CONTEXT is King with Collaboration Analytics

Context is King with Collaboration Analytics

17 May CONTEXT is King with Collaboration Analytics

When Bill Gates said that “content is king”, these words embraced the feeling over 20 years ago when the internet took shape. Now we can argue that “CONTEXT is king” as has been widely published. Photo sharing and messaging is all the rage these days and that is because we now want collaboration.  Similar collaborative technologies can be leveraged by supply chain organizations, further increasing value derived by supply chain technologies.  The confluence of mobile, analytics, big data and social collaboration permits a unique opportunity for supply chain organizations to accelerate value by providing a “Teamwork Framework”.

Many collaboration tools are simply designed around organizing conversations, very similar to an email system on steroids.  Context in today’s supply chain economy is more than conversations.  Context is rich data – dashboards, scorecards, business metrics and not just the pictures, but the data and analytics + drill downs for the data.  Leveraging context of richer nature provides members of a supply team more meaning, more insight and correspondingly, enables team members to contribute more insight within the conversation.

 

Here are 3 things to think about to enable true collaboration with context:

  1. The Story Behind the Picture.

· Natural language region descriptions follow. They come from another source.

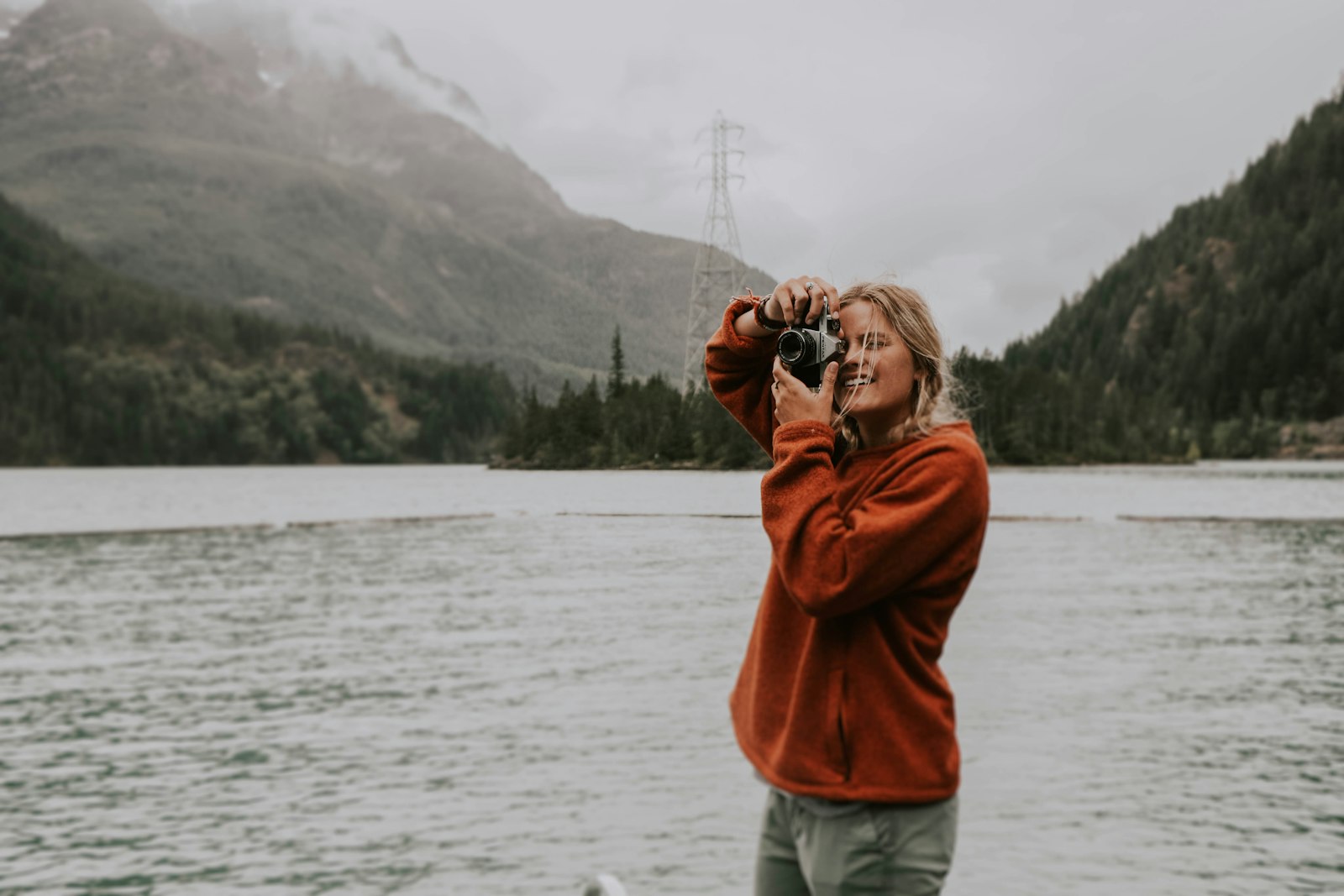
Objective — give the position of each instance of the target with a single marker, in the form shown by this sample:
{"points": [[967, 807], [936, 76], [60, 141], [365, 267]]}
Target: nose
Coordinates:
{"points": [[851, 352]]}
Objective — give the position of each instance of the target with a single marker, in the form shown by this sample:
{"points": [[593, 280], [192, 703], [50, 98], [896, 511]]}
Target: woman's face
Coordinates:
{"points": [[878, 371]]}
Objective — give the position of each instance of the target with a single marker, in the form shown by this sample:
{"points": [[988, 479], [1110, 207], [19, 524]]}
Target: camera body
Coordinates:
{"points": [[808, 349]]}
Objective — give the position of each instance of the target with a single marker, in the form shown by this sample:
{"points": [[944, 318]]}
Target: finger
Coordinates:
{"points": [[828, 383], [816, 300], [784, 298], [800, 300]]}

It is very easy to share a picture, but what about the story behind the picture?  A graph may be simple for the sender, but not very useful for other members of the team without the ability to drill into the graph and offer up their insight.  In a typical “sharing the story” example, a KPI may be messaged to a team.  Each member of the team may need access an Indirect KPI to contribute to the conversation.  Such Indirect KPIs may be information from different systems, different time-horizons, but can provide the insight needed to further assess the story.
  2. A Business-Social Conversation. The key item about a business-social conversation is that more information may be shared, more KPIs, more analytics, or more anything which can be shared so that the team has the information needed to make decisions.  In some areas where supply chain disruptions can occur due to weather, how about sharing a weather forecast along with a sales forecast? With the story now being shared, the organization must now engage in a business-oriented social conversation.  Specifically, discussing issues around the story – what makes the story a bad story? What makes the story a good story?  Questions such as why a KPI is below or above a desired level, which component of the supply chain is the bottleneck, which suppliers are late all are examples of conversations which can lead to insight. Those conversations cannot be had without CONTEXT.  It is insufficient for an executive to fire off an email and proclaim that the numbers are “off track”.  What is helpful is to have that email point to a view from a dashboard that supports that concern with a business social conversation on how to get “on track”.  Now that’s collaboration with context.
  3. Who is on the team? Business collaboration is not a social network; as the innards of a supply chain are being shared, caution must be taken as to whom we collaborate with.  However, the members of the team are not static – the team can vary by metrics, possible resolutions, product lines and a variety of other items.   The key issue is to be able to create a virtual team based on the reason for collaboration, enable individuals to bring in others, but ensure that this process enables only entities that are cleared to participate in the conversation.

 

In summary, the key issue about business-social collaboration is that the context is more than just a picture.  The items that are shared can be pieces of information, which can lead to numerous other pieces of information which members of the team can act upon.  The items that a social conversation is centered upon may be a KPI, an outside source (results of a Google Search?  Information from a CRM system?).  In addition, ensure the members of the can be dynamic.